Everything went really well for the trip out. HR stayed in range, only popping above 130 a couple times during ascents - but the legs still felt strong. Strong enough, in fact, to not need a break at the halfway point, which I've done in the past.
On the trip back, it started warming up quite a bit, but I was still able to keep pace and keep the HR under 140 for the most part. By this time, though - it started becoming more apparent that the energy syrup and water I was drinking to dilute it was not hitting the right concentration. In retrospect I think I was starting to get dehydrated. I knew at the time during the ride that I wasn't drinking water at the pace I was planning on - but my stomach also felt like it wasn't absorbing things too awful well, so I was concerned that adding to it would just make it worse. As best as I can figure, I might have taken on too much syrup at once, which started a downward spiral chain reaction. Ideally, I'd have taken a small amount of syrup, a couple swigs of water, and been on my way - but with the syrup on my fuel belt, handling it while moving was a bit of a challenge, so when I did have the bottle free, I tended to take more than I probably should have at once.
Once I got home, I left the fuel belt and took the last 24 oz bottle of Nuun water. I also downed a GU quickly, and brought another with me just in case. My HR was showing as being erratic nearly from the start, even though I was going at an easy pace and perceived rate of exertion was low. But then I'd fiddle with the HR monitor strap, and it'd plummet from the 160's down to the 140's - so I figured it was just static from the tech shirt. Normally this goes away after about 1.5 miles - but even at the three and four mile mark, it was acting up. I eventually got fed up with dealing with it and just left it, and decided I definitely have to get some static guard. Pace was 9 min/mile for a few miles, which I was pleased with, but now the dehydration and screwed up fueling from before was catching up with me. I let myself take a walk break at mile three to try and get regrouped, which helped, but then an incline between mile 4 and 5 took its toll and I took another walk break. I took the other GU, and it seemed to help - but then I realized that I would have to wash it down with electrolyte drink, not water.
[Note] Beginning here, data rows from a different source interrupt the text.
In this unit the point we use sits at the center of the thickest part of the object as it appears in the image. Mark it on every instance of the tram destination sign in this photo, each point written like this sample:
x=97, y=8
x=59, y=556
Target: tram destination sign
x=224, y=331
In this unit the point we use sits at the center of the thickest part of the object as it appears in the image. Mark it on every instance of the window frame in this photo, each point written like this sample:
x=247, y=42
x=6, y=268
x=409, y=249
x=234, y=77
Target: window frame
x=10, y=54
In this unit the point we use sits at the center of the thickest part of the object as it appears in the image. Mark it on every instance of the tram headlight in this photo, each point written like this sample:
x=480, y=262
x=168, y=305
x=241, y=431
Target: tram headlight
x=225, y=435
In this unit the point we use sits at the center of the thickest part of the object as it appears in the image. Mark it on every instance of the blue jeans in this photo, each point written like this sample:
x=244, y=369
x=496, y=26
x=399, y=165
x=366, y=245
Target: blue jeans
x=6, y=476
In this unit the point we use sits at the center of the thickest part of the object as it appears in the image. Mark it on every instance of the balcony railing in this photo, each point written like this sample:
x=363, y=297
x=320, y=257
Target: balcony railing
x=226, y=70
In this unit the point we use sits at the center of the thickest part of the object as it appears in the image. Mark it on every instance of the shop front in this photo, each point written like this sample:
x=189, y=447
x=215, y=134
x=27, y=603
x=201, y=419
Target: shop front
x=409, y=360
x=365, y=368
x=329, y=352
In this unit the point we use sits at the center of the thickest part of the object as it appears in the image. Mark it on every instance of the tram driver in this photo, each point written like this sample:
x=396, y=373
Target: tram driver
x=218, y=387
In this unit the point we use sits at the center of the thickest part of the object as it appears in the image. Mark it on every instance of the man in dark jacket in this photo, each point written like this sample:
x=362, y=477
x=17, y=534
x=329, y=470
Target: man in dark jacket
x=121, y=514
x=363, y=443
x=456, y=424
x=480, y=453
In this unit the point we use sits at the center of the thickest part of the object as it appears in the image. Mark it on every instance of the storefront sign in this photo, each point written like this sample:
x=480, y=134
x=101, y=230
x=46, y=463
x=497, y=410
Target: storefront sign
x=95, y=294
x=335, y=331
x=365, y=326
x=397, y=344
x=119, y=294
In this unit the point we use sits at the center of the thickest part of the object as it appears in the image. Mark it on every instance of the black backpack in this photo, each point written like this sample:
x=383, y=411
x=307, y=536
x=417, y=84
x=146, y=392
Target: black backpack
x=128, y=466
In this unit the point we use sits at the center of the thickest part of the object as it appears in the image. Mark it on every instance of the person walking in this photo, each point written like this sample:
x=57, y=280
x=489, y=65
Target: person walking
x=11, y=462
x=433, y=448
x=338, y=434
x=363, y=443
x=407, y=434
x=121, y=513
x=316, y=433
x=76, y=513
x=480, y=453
And what my mouth really wanted to taste at that moment was water. Finally, I was running low on liquid in general - so I decided to cut the planned 8 miles short and go with 6. Part of it was that I screwed up the fueling and hydration, part of it was that I decided that I'd rather save the miles (on account of the ankle) for later in the week, and part of it was that I started thinking that due to my lack of running volume recently I was probably behind the 8-ball in trying to knock out a longer brick run. One thing I did learn though was that even amid the fixable mistakes, I'll still go with my original plan during the event of walking the aid stations every mile. I don't mind taking walk breaks regularly, even though it might drive up my average pace to 9:30 or 10 min/miles - as long as it keeps me from having to walk large portions from mile 13 on - because if that happens, the clock will really start to accumulate time.